Almost by accident, in 1997 I became a crime reporter, specializing in church-related financial frauds. My first major investigative report, called “Fleecing the Faithful,” is still online.
Michael Cohen’s book “Disloyal” brings back those years.
The crime schemes I covered were obscure, and often complicated to explain. Although they ruined many lives, they did so quietly. Cases typically lacked physical violence, dead bodies or sex. Hence few except the biggest ever got much media attention.
Yet religious based frauds were (& are) plentiful & destructive. And they didn’t have to directly involve “church” to be religious, at least for me. That’s because these crimes, like others, involve one of the central religious issues, namely the reality of evil. In fact, these cases’ lack of lurid melodrama made it easier for me to focus, at least In reflecting on them, on the underlying question:
how and why did once seemingly respectable and even pious people become ruthless predators. In the cases I covered, all the perpetrators were, or had once been, “good Christians,” even Quakers.

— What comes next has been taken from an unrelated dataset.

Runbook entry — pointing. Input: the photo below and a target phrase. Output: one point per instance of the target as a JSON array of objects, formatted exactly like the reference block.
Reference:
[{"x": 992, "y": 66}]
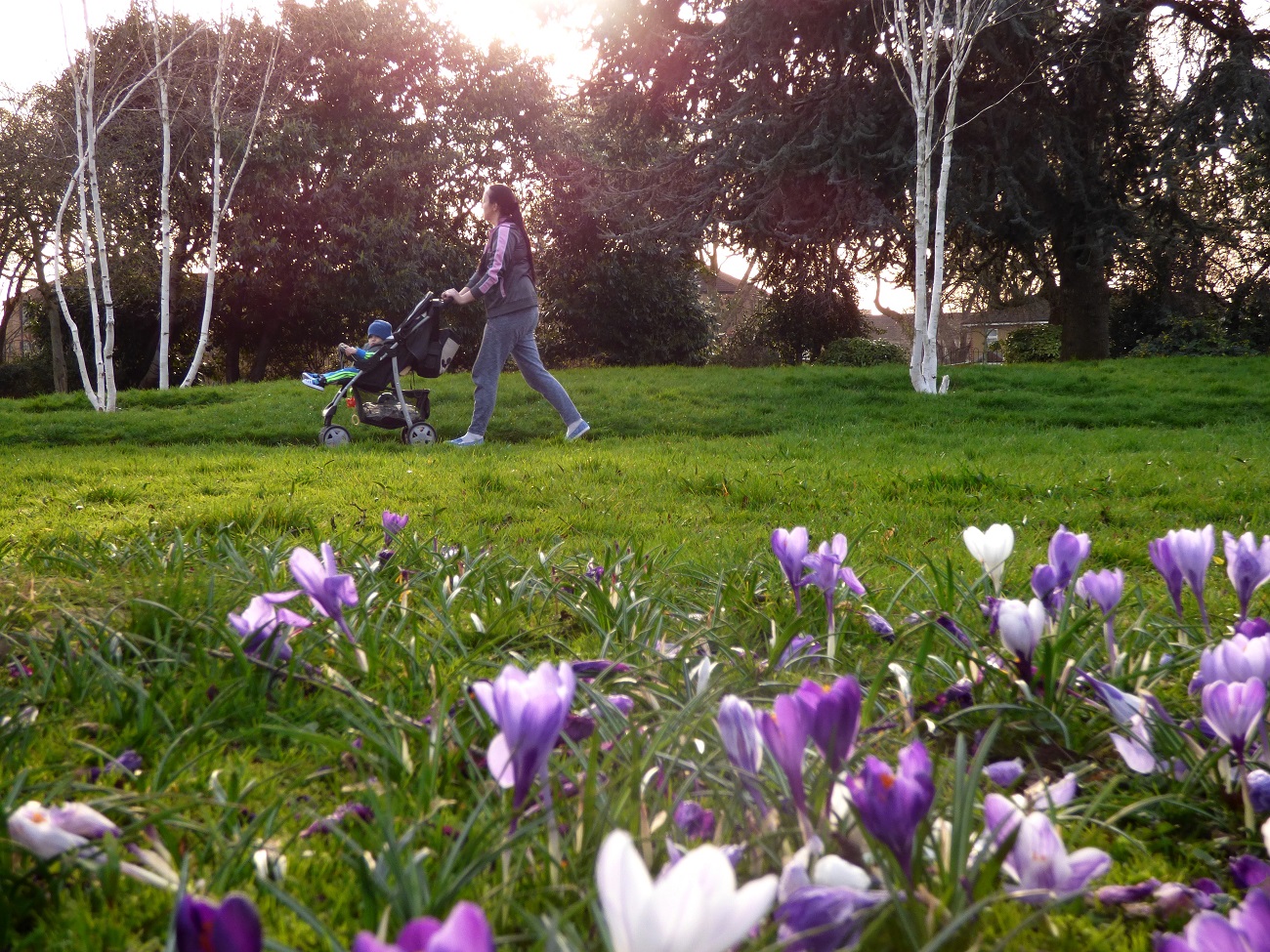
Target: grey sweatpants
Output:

Michael Cohen was a fixer, not a philosopher. But if he does not ponder the nature of evil, he writes vividly of it’s taking human form. And he speaks plainly not only about Donald Trump. He also tells how it happened to him:
Ever since I signed on with the Trump Organization in 2007, I had wanted the Boss to run for president, and I told him so again and again. I thought Trump was a visionary, with a no-nonsense attitude and the charisma to attract all kinds of voters. I saw many times that he had a natural ease with working-class folks, especially his fans—like those who watched The Apprentice and Celebrity Apprentice and WWE—provided they were kept at a distance.
In the years since, I have asked myself why I wanted so badly for Trump to become president. I developed a slew of answers and justifications over time: I thought he would rise to the office and it would bring out the best in him. I thought his brand of straight talk and no-bullshit honesty would rid the country of the scourge of political correctness. I thought his business acumen and way of seeing the world would offer a bracing change for the country and help fix our failing infrastructure.
I thought his America First political stance would make the country stronger, and I thought his original and unique approaches to trade and taxes would transform society, for the good. I thought his aversion to the nonstop, unending wars in the Middle East would restore sanity to foreign policy.
Those were the things I told myself as I nagged and wheedled and tried to convince him to take the idea of running for the White House seriously. I knew he was a liar and a master manipulator, along with the myriad less-than-sterling characteristics I had witnessed over the years, but I believed his positive qualities outweighed the downsides and perfection shouldn’t be the enemy of good.
But here’s the ugly truth—a motive I share with deep and abiding regret and shame, and one only unearthed after much soul searching and reflection as I painted the walls in prison and stared at the ceiling from my bunk. The real real truth about why I wanted Trump to be president was because I wanted the power that he would bring to me. I wanted to be able to crush my enemies and rule the world.
I know it sounds crazy, but look at what Trump is doing now: running the world, into the ground, but still, he literally rules. Underneath all the layers of delusion and wishful thinking and willful ignorance and stupidity, I was like Gollum in The Lord of the Rings, lusting after the power that would come from possessing the White House—“my precious”—and I was more than willing to lie, cheat, and bully to win.
Trump was the only person I had ever encountered who I believed could actually pull off that feat, and I recognized early the raw talent and charisma and pure ruthless ambition to succeed he possessed.
I saw what others didn’t, what others thought was a joke, at their own peril, and that was my true motive. I knew Trump would do whatever was necessary to win. I just lacked the imagination and moral purpose to actually think about what that would mean for America, the world, for me, and for my family.
Because here’s the thing: When you sell your soul, you do exactly that: sell your soul.
With this book, with his jail term and disgrace, has Cohen bought back his soul? I don’t know yet what I think about that. During the three years when I was reporting on church frauds, I struggled with it then. I’m only sure that the price is high. Because Cohen didn’t sell only his soul. He was a key to selling America’s soul too.